There were indeed a wide range of roles on view in the showcase. In nine tight sketches, the actors transitioned from cavemen debating club regulation, to industry insiders lampooning Hollywood sexism, to divorced parents playing a ridiculous game of one-upsmanship to win the affections of their child. Not every sketch was a winner, but those that connected drew peals of laughter from the packed house. More than simply being funny for their own sake, the sketches served the purpose of highlighting the versatility of these performers for the assembled casting agents and scouts.
In "Grandma June's Car Ride," Starrett donned a kerchief to play a sweet, elderly matriarch who regales her family with stories of menstruation and flatulence.

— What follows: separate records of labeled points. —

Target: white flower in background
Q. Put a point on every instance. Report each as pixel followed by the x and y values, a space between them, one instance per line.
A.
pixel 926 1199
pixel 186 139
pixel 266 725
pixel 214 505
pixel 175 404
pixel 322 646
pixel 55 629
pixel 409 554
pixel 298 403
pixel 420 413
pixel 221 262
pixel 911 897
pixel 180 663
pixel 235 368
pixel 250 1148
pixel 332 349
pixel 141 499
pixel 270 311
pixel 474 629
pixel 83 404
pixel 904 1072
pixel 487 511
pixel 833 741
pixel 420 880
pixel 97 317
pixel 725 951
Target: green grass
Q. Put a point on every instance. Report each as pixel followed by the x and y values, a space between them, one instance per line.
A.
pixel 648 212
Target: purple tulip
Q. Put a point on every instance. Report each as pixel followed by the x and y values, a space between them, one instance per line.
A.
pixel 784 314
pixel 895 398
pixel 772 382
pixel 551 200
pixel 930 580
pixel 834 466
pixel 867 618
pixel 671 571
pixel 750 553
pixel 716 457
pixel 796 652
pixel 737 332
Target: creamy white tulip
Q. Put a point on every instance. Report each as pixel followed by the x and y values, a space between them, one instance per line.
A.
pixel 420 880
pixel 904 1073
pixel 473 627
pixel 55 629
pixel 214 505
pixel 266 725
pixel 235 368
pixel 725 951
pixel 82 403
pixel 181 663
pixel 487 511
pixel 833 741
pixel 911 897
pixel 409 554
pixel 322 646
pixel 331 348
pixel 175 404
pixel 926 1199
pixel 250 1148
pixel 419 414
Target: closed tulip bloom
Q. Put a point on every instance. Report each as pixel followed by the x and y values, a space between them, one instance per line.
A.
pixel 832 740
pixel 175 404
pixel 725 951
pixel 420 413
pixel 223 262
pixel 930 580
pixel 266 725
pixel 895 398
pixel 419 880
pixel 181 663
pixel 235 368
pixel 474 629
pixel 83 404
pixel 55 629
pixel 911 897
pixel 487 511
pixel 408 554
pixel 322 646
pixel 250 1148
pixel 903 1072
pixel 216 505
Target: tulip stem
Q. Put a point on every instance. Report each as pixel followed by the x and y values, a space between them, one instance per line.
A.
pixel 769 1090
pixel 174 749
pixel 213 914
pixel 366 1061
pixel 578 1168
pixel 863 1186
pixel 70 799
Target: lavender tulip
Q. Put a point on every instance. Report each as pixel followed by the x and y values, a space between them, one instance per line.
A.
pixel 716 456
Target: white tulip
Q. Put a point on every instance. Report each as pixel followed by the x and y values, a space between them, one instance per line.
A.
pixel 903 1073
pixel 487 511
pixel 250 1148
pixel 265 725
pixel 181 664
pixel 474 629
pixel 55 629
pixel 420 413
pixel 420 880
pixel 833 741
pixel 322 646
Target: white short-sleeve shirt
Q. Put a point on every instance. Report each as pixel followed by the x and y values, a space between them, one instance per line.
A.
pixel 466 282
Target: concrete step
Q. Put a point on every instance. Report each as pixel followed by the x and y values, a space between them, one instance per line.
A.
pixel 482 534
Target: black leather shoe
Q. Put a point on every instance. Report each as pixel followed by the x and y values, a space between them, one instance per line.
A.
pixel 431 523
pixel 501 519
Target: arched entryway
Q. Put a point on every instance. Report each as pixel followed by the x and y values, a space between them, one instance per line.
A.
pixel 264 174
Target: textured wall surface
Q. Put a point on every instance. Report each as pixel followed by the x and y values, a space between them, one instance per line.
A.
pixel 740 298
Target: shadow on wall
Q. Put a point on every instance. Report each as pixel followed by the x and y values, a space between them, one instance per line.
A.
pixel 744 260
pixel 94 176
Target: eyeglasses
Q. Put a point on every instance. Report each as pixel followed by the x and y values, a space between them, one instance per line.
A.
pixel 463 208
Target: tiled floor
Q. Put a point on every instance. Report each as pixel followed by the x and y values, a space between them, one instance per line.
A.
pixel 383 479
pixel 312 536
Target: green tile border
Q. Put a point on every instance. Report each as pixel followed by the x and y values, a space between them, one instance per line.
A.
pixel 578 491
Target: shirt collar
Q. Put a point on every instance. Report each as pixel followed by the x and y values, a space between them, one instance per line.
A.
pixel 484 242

Taylor-Corbett proved a deft physical comedian in "Raised by Muppets" (written by Joey Clift, a member of the Cowlitz Indian Tribe), which took the premise of first-date awkwardness to absurd lengths. The evening closed with a particularly meta sketch set in a support group for half-baked characters in half-finished scripts. Shyla Marlin shone as a young Jewish girl, Carley Liebowitz, the 12-year-old heroine of a Twilight-like vampire screenplay written by a 12-year-old girl named — you guessed it — Carley Liebowitz. Not a single role was explicitly Native American.
"The point about diversity that's been made over the past year," Grasl said, "is that we just want people who aren't white to have a chance to play the same roles as white performers — including our own."